Travel can be both exciting and rewarding; yet often, with the additional screening and identification that has been institutionalized over the past few decades, the process that surrounds it can also disappoint. With the introduction of automated border clearance and the employment of digital technologies, reduced passenger processing time is becoming a reality—and not at the expense of security. By creating a positive end-to-end travel experience, border management solutions can benefit both travelers and border agencies responsible for travel safety and enable admission. For the traveler, opting in to registered travel programs and providing a biometrically-enabled identity can save time and protect privacy.
As a recent study by Accenture found, 89 percent of people are comfortable sharing biometrics in the context of traveling across international borders and 62 percent say they would be likely to share biometric data specifically to improve border security. For border agencies, the opportunity to assess the relative risk of each traveler in advance and focus on the unknowns in real time helps deliver public service for the future.
Mark Crego, Global Managing Director, Accenture Border and Identity Services shares insights on the digital traveler and the future of biometrics.
In recent years, any gains in passenger throughput have been matched by the growth in demand for travel; it is a global phenomenon. In the European Union there are more than 700 million border crossings a year, with projected air crossings likely to increase 80 percent by 2030, while visitors to the United States are expected to grow at about 4 percent through 2018 to a total of 85 million visitors per year. An Asia-Pacific industry forecast indicates that there is likely to be an additional 300 million passengers, 75 percent of which are expected to be domestic passengers. Ongoing increases in cross-border travel highlight the need to adapt border management processes using greater automation and threat analysis.
But in reality, measures that may assist, such as the proposed “smart borders” recommendations from the European Union—which includes rolling out a registered traveler program and an entry and exit system for European member states—may take some time to gain agreement. Indeed, in its report released in May 2013, the GAO noted that unmatched arrival records—those that do not have corresponding departure records—remain open and may explain some of its backlog of 1.6 million potential overstay records. Overall, proposals for policies to standardize across regions and geographies are both compelling and daunting.

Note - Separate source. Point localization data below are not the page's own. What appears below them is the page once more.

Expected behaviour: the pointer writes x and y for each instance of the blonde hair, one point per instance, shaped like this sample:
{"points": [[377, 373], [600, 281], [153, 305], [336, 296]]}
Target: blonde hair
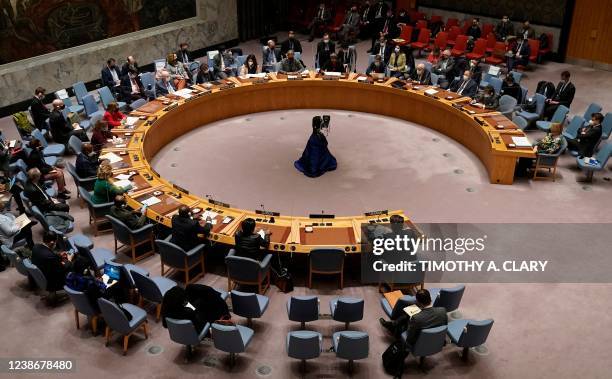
{"points": [[105, 171]]}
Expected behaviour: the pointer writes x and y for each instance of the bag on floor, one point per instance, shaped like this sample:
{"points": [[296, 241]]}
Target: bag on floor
{"points": [[393, 359]]}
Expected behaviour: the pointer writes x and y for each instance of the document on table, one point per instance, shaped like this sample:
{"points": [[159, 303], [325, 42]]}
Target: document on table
{"points": [[151, 201], [521, 141], [112, 157]]}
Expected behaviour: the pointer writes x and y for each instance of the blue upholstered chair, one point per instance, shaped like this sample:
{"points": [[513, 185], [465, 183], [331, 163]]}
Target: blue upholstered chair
{"points": [[131, 239], [303, 309], [83, 305], [97, 211], [152, 289], [117, 321], [178, 259], [304, 345], [184, 332], [249, 305], [429, 342], [557, 118], [346, 309], [242, 270], [326, 262], [351, 345], [231, 339], [469, 333]]}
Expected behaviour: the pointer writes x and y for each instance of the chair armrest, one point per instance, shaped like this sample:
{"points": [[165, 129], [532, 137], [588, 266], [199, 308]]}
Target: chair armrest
{"points": [[196, 250], [265, 263]]}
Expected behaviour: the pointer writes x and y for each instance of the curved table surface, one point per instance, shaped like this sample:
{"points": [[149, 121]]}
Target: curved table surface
{"points": [[486, 133]]}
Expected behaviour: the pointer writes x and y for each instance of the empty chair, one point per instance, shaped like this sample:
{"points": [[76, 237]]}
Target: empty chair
{"points": [[184, 332], [242, 270], [429, 342], [152, 289], [326, 262], [231, 339], [351, 345], [249, 305], [83, 305], [557, 118], [303, 309], [304, 345], [117, 321], [178, 259], [601, 157], [507, 105], [131, 239], [469, 333], [346, 309]]}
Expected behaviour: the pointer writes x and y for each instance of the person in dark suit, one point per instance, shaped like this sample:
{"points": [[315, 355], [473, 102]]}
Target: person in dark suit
{"points": [[325, 48], [87, 163], [248, 243], [421, 75], [61, 129], [111, 76], [384, 49], [291, 43], [428, 317], [133, 219], [465, 86], [131, 87], [587, 137], [40, 113], [322, 17], [186, 231], [564, 95]]}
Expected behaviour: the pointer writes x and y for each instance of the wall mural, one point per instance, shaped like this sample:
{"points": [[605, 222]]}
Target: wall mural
{"points": [[33, 27]]}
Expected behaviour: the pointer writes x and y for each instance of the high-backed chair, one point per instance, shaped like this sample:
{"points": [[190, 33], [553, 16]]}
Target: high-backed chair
{"points": [[83, 305], [326, 262], [303, 309], [117, 321], [131, 239], [152, 289], [241, 270], [351, 345], [231, 339], [178, 259], [304, 345], [346, 309], [429, 342], [249, 305], [469, 333], [184, 332], [97, 212]]}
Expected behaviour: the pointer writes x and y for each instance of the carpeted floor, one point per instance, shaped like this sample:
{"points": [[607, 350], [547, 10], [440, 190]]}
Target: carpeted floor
{"points": [[540, 330]]}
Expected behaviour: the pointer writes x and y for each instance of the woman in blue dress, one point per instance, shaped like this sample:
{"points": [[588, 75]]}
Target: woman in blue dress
{"points": [[316, 159]]}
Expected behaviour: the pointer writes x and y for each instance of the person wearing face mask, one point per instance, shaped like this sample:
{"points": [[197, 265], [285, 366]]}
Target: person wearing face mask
{"points": [[87, 163], [587, 137], [321, 18], [111, 76], [290, 65], [564, 95], [376, 67], [504, 29], [465, 85], [350, 25], [250, 66], [397, 63], [40, 113], [60, 126], [324, 49], [291, 43], [420, 75]]}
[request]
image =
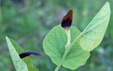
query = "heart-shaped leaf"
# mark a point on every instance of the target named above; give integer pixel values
(54, 46)
(24, 64)
(94, 32)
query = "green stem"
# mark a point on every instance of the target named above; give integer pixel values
(57, 68)
(67, 51)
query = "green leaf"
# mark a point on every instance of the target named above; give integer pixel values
(18, 63)
(94, 32)
(15, 49)
(54, 46)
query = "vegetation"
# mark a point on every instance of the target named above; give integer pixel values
(29, 21)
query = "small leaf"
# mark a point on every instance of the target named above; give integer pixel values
(54, 46)
(18, 63)
(94, 32)
(18, 49)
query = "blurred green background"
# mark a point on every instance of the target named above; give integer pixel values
(29, 21)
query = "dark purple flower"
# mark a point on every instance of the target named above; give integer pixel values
(67, 20)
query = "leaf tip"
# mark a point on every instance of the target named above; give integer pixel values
(28, 53)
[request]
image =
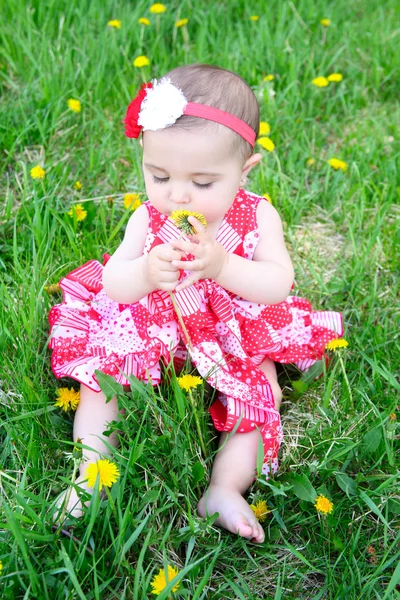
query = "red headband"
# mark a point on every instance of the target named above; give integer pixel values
(159, 104)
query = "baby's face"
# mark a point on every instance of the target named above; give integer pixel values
(191, 170)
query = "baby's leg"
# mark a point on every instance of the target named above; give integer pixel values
(91, 419)
(233, 473)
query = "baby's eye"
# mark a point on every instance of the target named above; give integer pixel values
(202, 186)
(160, 179)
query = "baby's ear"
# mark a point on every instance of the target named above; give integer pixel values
(251, 162)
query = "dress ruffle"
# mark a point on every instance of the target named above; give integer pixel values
(230, 337)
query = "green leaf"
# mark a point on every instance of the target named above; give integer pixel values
(313, 372)
(347, 484)
(197, 472)
(371, 440)
(372, 506)
(303, 488)
(108, 385)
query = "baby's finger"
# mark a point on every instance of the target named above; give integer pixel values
(187, 282)
(188, 265)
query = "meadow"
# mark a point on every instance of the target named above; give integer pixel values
(341, 226)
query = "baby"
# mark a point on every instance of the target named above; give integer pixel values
(230, 281)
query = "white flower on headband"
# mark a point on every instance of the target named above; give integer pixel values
(163, 104)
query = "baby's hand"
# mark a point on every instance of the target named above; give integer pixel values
(161, 273)
(209, 255)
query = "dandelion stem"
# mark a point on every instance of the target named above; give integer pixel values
(68, 495)
(346, 380)
(196, 416)
(178, 314)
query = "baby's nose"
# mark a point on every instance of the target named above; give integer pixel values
(179, 195)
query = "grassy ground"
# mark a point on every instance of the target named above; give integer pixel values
(341, 227)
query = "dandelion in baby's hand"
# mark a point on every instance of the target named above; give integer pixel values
(53, 288)
(336, 77)
(323, 505)
(337, 344)
(189, 382)
(114, 23)
(37, 172)
(74, 105)
(68, 399)
(131, 201)
(106, 470)
(158, 8)
(78, 212)
(260, 510)
(264, 128)
(180, 218)
(337, 164)
(141, 61)
(320, 82)
(161, 580)
(266, 143)
(268, 197)
(181, 23)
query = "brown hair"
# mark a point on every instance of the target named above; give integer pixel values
(220, 88)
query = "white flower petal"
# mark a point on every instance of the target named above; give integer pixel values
(163, 104)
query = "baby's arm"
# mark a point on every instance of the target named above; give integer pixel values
(130, 275)
(267, 279)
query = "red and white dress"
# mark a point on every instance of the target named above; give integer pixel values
(230, 336)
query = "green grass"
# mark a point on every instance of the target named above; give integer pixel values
(342, 230)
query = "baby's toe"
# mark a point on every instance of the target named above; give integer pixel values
(258, 534)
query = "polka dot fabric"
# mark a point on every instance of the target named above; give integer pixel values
(230, 336)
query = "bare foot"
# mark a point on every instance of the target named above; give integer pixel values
(235, 514)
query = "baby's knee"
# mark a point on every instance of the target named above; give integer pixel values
(276, 390)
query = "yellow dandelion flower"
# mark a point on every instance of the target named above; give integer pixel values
(161, 580)
(106, 470)
(264, 128)
(53, 288)
(337, 344)
(74, 105)
(337, 164)
(158, 8)
(335, 77)
(115, 23)
(260, 509)
(266, 143)
(180, 218)
(181, 23)
(320, 81)
(67, 399)
(132, 201)
(323, 505)
(78, 212)
(141, 61)
(189, 382)
(37, 172)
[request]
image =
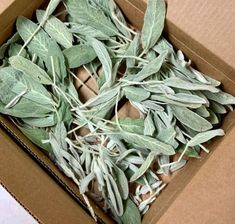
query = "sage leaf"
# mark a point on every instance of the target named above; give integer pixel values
(204, 137)
(133, 50)
(40, 41)
(15, 48)
(221, 97)
(131, 213)
(132, 125)
(56, 29)
(191, 119)
(47, 121)
(55, 56)
(37, 135)
(153, 23)
(182, 84)
(149, 127)
(102, 98)
(85, 182)
(166, 100)
(176, 166)
(3, 48)
(15, 82)
(135, 93)
(150, 143)
(29, 68)
(79, 55)
(150, 104)
(213, 119)
(122, 182)
(88, 15)
(105, 60)
(144, 167)
(191, 152)
(217, 108)
(114, 194)
(202, 111)
(151, 68)
(87, 31)
(186, 98)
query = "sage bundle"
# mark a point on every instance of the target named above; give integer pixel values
(118, 162)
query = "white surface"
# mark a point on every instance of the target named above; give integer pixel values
(11, 212)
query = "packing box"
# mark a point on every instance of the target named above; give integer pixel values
(203, 191)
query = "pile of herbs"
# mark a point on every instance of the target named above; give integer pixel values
(179, 106)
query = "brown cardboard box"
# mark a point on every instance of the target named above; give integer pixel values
(205, 32)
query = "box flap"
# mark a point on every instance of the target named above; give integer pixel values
(210, 196)
(206, 27)
(34, 188)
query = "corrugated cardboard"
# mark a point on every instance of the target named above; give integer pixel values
(190, 27)
(34, 189)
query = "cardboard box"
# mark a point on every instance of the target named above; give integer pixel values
(202, 189)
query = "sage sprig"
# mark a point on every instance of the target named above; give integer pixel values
(119, 161)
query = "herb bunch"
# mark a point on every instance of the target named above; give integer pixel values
(179, 107)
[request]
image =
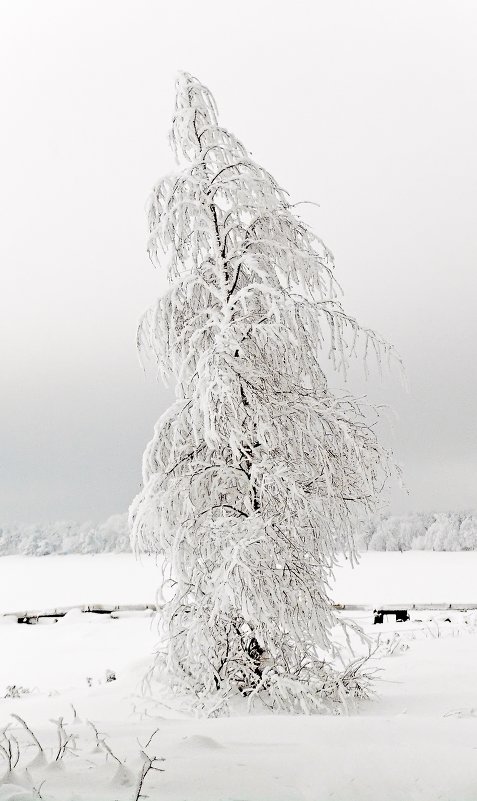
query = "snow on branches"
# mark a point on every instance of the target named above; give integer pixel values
(253, 477)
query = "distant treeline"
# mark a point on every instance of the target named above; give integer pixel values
(62, 537)
(437, 531)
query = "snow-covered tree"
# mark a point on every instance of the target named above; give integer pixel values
(254, 477)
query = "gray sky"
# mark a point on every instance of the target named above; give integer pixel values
(366, 107)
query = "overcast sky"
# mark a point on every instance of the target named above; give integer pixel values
(368, 108)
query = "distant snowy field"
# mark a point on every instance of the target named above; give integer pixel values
(380, 577)
(416, 740)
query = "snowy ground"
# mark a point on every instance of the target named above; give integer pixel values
(416, 740)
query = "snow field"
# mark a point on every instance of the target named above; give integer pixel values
(416, 741)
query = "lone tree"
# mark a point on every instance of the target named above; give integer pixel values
(255, 475)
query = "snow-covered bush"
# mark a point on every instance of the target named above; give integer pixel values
(255, 476)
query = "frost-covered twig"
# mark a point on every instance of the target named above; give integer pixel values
(28, 730)
(149, 763)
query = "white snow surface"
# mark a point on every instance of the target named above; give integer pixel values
(416, 741)
(380, 577)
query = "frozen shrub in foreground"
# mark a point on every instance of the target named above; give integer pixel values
(255, 476)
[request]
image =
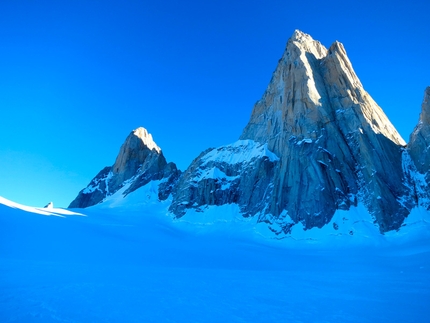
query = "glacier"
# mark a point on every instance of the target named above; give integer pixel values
(129, 260)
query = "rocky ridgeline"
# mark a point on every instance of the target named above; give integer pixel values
(316, 142)
(139, 161)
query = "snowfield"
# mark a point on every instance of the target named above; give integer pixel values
(129, 261)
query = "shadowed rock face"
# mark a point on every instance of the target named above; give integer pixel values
(419, 142)
(316, 142)
(418, 165)
(139, 161)
(334, 145)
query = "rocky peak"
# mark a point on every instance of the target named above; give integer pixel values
(139, 161)
(325, 128)
(139, 148)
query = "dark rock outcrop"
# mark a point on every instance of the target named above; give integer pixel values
(335, 147)
(139, 161)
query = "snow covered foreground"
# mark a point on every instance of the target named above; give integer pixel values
(114, 263)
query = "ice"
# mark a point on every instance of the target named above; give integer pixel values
(128, 260)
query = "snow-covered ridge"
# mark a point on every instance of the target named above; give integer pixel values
(146, 138)
(242, 151)
(44, 211)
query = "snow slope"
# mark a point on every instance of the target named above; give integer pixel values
(128, 261)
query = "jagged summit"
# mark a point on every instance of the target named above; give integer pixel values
(335, 146)
(139, 161)
(316, 142)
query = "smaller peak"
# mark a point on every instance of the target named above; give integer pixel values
(300, 36)
(146, 138)
(337, 46)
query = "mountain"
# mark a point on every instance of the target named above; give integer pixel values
(316, 143)
(139, 162)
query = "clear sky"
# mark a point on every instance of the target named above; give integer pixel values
(77, 76)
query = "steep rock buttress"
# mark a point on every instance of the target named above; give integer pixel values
(139, 161)
(333, 144)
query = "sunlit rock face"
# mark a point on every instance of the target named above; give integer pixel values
(316, 142)
(139, 161)
(334, 147)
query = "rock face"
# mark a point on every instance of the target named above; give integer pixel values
(139, 161)
(333, 144)
(417, 161)
(316, 142)
(227, 175)
(419, 142)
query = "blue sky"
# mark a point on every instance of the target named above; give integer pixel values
(77, 76)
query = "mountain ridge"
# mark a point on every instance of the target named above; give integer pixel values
(333, 144)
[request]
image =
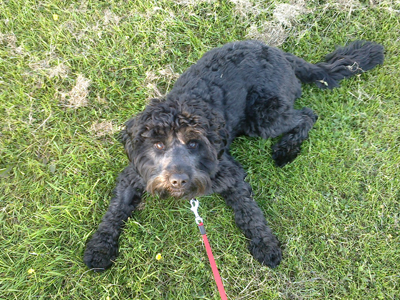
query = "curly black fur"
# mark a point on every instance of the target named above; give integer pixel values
(178, 146)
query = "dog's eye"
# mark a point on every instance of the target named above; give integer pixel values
(159, 145)
(192, 145)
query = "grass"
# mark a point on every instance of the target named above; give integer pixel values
(72, 72)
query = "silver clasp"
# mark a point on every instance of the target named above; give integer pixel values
(194, 203)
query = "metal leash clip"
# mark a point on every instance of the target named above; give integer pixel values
(194, 203)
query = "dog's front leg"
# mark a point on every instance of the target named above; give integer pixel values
(263, 245)
(102, 248)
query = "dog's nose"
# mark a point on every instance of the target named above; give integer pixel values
(178, 180)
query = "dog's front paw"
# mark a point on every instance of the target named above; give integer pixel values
(266, 251)
(99, 254)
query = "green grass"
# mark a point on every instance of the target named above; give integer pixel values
(335, 208)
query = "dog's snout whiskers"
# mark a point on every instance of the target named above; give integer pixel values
(179, 180)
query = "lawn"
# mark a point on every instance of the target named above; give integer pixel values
(71, 74)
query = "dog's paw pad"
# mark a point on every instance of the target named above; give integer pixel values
(267, 253)
(100, 257)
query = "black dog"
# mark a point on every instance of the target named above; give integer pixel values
(178, 146)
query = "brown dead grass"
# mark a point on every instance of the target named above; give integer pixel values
(104, 128)
(271, 33)
(78, 96)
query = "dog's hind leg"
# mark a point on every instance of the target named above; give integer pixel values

By automating travel processes using digital technologies—whether self-service kiosks or mobile check in or employing analytics or biometrics—border management agencies can facilitate legitimate travel without negatively impacting security.
From a business perspective, there are some leading practice examples of border management automation across Europe. For instance, in a project undertaken by Accenture, the successful implementation of 36 eGates at Schiphol airport in the Netherlands saw more than 210,000 passengers through the eGates in six weeks, with passengers being processed in less than 15 seconds. As a terminal with an annual expected growth in passengers of approximately 5 percent but no anticipated increases to its more than 400 border guards, the airport’s new approach has realized returns in respect of greater speed and efficiency, more enjoyable customer experiences and an ability to meet global travel demands. What is more, Accenture was named “ICT provider of the year 2013;” the award noted the innovative nature of the solution that went beyond eGates to realizing a productive system that adds value to Dutch society and government.
By implementing a series of manageable projects that create “bottom up and top down” changes, border management agencies can offer more efficient, secure movement of travelers and goods. Indeed, smart gates and registered travel programs could be an effective path to enhancing biometrics acceptance at customs and border control—our research found that 80 percent of those who have used an eGate or smart gate once are likely to do so again.
Digital technologies—whether related to mobility, analytics, social or cloud—are helping to accelerate the flow and reliability of information that is the core of border management processes—from smartphone check in through to “face in the crowd” border controls.
What is more, digital technologies are changing the face of airport and border operations as we know them. By combining technological capabilities with a careful blend of automation and validation throughout the entire process, travel experiences can be enhanced. Using this cohesive approach, the traveler expectations for speed, efficiency, security and satisfaction can be met and border management agencies are one step further on their journey toward public service for the future.